In their summary document, the independent commissioners stated a number of reasons for their decision, including statutory obligations the Whakatāne District and Bay of Plenty Regional councils had to act on behalf of communities to reduce or mitigate risk to life from natural hazards.
They said while Whakatāne District Council's debris flow risk assessment process for the Awatarariki fanhead was "robust" and was carried out in accordance with industry best practice, early warning systems did not provide "a realistic means of reducing the current intolerable risk of loss of life from future debris flows".
Allowing residents to remain in their homes "is not feasible", they said, and the wider "community risk" of allowing residential activity to continue "outweighs the perceived benefits" for the those who might wish to stay.
The regional council's natural resources plan change will remove existing use rights for 18 properties and require inhabited properties to be vacated, on or before March 31 next year.

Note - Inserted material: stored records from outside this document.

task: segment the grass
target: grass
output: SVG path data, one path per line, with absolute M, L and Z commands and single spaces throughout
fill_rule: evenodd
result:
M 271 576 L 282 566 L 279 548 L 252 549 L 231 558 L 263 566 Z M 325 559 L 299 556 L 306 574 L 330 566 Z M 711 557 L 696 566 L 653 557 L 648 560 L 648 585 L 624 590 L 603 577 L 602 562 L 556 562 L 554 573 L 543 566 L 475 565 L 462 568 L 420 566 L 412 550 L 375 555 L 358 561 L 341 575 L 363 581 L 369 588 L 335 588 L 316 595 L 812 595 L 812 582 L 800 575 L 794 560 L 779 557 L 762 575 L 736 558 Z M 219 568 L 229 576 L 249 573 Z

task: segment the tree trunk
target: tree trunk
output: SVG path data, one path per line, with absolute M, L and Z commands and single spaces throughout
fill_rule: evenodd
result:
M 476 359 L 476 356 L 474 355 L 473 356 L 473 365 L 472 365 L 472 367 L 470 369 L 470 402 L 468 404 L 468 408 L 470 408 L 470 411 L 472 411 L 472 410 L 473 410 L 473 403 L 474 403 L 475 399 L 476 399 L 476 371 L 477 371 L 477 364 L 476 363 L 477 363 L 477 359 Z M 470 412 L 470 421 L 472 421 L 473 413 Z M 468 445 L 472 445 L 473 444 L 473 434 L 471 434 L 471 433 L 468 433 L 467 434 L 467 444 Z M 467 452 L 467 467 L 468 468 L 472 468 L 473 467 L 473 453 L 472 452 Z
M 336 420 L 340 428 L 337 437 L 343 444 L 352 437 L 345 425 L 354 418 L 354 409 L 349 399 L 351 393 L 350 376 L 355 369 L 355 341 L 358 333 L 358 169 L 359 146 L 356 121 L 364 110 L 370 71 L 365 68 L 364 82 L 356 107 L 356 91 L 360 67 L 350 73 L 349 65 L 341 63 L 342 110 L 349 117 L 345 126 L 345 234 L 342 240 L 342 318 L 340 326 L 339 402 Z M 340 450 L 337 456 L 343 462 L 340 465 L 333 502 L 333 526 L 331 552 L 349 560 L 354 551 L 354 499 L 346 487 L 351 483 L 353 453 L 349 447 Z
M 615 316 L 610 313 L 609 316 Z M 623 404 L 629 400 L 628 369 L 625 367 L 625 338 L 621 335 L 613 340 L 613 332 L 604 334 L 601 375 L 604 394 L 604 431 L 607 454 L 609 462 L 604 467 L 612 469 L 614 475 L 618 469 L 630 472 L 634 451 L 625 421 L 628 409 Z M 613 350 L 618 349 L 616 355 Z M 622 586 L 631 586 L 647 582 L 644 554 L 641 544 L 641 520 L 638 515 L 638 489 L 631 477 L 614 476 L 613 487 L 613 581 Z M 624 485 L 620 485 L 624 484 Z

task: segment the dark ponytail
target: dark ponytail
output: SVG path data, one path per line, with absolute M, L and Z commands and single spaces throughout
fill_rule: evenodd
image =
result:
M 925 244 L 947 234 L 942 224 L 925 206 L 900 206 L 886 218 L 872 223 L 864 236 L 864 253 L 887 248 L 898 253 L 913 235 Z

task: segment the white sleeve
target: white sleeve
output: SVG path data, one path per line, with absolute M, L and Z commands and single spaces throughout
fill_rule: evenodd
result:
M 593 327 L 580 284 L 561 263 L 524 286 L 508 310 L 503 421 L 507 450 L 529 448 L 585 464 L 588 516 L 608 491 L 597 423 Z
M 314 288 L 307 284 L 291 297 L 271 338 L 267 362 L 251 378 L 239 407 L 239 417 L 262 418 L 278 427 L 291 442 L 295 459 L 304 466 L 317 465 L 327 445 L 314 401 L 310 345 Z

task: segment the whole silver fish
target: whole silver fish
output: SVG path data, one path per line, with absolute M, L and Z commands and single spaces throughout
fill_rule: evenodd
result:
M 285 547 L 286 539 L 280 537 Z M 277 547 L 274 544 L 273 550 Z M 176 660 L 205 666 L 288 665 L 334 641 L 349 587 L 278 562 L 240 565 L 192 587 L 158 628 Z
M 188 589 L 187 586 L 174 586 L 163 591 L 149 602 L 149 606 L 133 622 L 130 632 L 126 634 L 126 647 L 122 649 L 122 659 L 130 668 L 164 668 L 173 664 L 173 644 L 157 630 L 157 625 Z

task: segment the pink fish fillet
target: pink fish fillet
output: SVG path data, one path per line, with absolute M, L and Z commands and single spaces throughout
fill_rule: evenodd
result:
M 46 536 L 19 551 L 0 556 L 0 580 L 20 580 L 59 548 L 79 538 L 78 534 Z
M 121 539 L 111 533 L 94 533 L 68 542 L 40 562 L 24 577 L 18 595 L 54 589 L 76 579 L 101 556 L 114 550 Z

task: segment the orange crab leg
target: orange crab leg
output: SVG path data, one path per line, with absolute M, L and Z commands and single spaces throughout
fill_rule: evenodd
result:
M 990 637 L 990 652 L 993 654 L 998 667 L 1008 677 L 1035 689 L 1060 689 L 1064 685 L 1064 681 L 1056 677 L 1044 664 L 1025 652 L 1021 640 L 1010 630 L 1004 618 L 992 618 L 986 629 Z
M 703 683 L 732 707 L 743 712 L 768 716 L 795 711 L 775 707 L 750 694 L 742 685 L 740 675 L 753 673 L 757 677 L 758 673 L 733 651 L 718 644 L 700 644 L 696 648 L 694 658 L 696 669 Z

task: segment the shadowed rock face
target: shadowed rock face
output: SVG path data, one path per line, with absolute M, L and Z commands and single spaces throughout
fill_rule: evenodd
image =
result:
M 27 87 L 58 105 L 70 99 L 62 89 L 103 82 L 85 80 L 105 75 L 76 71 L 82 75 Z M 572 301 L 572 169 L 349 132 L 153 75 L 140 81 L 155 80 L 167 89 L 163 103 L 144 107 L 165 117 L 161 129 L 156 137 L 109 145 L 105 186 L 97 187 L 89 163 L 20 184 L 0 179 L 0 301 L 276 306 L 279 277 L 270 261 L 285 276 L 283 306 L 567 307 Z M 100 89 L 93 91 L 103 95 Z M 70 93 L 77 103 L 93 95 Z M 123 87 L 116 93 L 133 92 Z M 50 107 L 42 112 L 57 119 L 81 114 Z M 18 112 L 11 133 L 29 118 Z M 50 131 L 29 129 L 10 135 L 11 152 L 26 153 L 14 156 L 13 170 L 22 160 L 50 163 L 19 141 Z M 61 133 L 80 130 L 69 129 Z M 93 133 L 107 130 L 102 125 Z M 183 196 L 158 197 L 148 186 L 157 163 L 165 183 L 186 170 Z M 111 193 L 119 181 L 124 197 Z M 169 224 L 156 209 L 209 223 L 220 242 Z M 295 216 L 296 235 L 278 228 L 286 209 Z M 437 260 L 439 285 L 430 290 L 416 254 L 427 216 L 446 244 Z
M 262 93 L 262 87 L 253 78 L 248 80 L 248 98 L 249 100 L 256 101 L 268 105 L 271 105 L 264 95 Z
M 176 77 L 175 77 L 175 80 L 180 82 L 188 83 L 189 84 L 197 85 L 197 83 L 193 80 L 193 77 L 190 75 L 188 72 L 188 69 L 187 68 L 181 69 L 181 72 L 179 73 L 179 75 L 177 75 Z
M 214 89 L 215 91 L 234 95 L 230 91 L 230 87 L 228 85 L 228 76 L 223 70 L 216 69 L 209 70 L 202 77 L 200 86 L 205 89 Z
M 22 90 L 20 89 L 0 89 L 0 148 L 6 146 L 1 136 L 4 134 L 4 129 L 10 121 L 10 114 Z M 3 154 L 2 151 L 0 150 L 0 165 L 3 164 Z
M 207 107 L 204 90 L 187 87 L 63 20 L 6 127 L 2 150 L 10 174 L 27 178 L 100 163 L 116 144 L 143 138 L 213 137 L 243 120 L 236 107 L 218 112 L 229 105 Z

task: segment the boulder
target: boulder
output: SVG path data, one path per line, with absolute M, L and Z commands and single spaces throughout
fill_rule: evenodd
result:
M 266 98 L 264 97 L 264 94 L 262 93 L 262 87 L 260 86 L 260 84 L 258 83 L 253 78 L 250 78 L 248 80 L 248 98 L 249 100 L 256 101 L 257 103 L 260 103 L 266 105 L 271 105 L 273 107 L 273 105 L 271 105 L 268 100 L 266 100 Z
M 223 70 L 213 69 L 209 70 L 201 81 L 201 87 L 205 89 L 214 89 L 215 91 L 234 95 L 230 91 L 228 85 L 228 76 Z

Alongside the plan change processes, the Government, Whakatāne District Council and the Bay of Plenty Regional Council have co-funded a "managed retreat", enabling property owners to sell their homes at market rate and move to safer ground.
However, submitters have the right of appeal to the plan changes through the Environment Court.
An order waiving the commencement of the 30-day appeal period has been issued by the Environment Court to coincide with the lifting of the Covid-19 alert level 4 for the Bay of Plenty region in order to provide submitters with the ability to obtain access to resources and advice required in connection with the lodgement of appeals.